When you stop to think about it, you ought to realise that is irrelevant who is in the majority and who is in the minority. Or are you suggesting that should your measures to promote a minority language prove so successful that it becomes the majority, then all your rhetorics will make an about-turn and the oppressed minority of yesterday will become the evil majority of tomorrow, and the evil oppressor of yesterday will become the new endangered minority?
On top of all the above, the use of the word "minority" is an insult. No one says that the Germans are an ethnic minority in Europe. No, the Germans are a majority in their homeland, Germany. Similarly, the Basques are not a national minority in Spain and France. They are a majority in their homeland, the Basque Country.
To declare, for instance, the Bretons some kind of a European hill tribe whose unique language and culture must be preserved is profoundly racist and demeaning. The Bretons and the French are exactly the same kind of human beings, only the formers' native language is Breton and the latters' is French. Therefore the idea that the French nation should remain the ruler while the Breton nation should enjoy special protection as if it were some kind of a rare bird species is simply unjustifiable.
What the oppressed ethnic groups need is not more taxpayer money for activist organizations, not the establishment of a huge open-air language museum in the historically Sorb-speaking area, not the revival of the Cornish or Manx language. What oppressed ethnic groups need is the cessation of linguistic genocide in Bretagne, Corsica, Southern Macedonia, Mari El, Udmurtia and many other regions in Europe. Instead of all those "oh my goodness look what a cute little language those 20 people speak in those two mountain villages" projects, we need a mechanism for forcing governments to stop destroying big ethnic groups that still have a chance of surviving.
Many would object that ethnocentrism would bring about calls for redrawing state borders and potentially new wars – after all, there is no sensible reason why, say, Corsica should belong to France or the Beregszász (Berehove) area to Ukraine.
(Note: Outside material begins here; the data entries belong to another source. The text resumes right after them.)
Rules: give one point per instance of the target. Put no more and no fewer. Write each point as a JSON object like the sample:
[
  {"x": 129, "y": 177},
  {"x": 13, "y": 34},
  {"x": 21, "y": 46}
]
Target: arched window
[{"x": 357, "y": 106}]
My reply is: on the contrary! It's the "one country, one language" attitude that perpetuates unsolvable territorial conflicts and encourages linguistic genocide to deny foothold to the irredentists. I say that granting minority language speakers equal rights with the ruling ethnic group is the only way to do away with border disputes. It's obviously impossible to divide the mixed Romanian-Hungarian area between a Romanian-only state and a Hungarian-only state in any even remotely just and reasonable manner. But when all mixed localities were officially bilingual, it would no longer matter where is Romania and where is Hungary. The only noticeable difference would be that Romanian text is written above the Hungarian text in one town and the other way around in another.
With true equality between the ethnic groups instead of minoritist hatemongering, it will no longer matter if this or that village belongs to Hungary or to Slovakia, to France or to Italy, to Greece or to Bulgaria. Age-old border disputes would become meaningless and true interethnic reconciliation would become possible for the first time in history.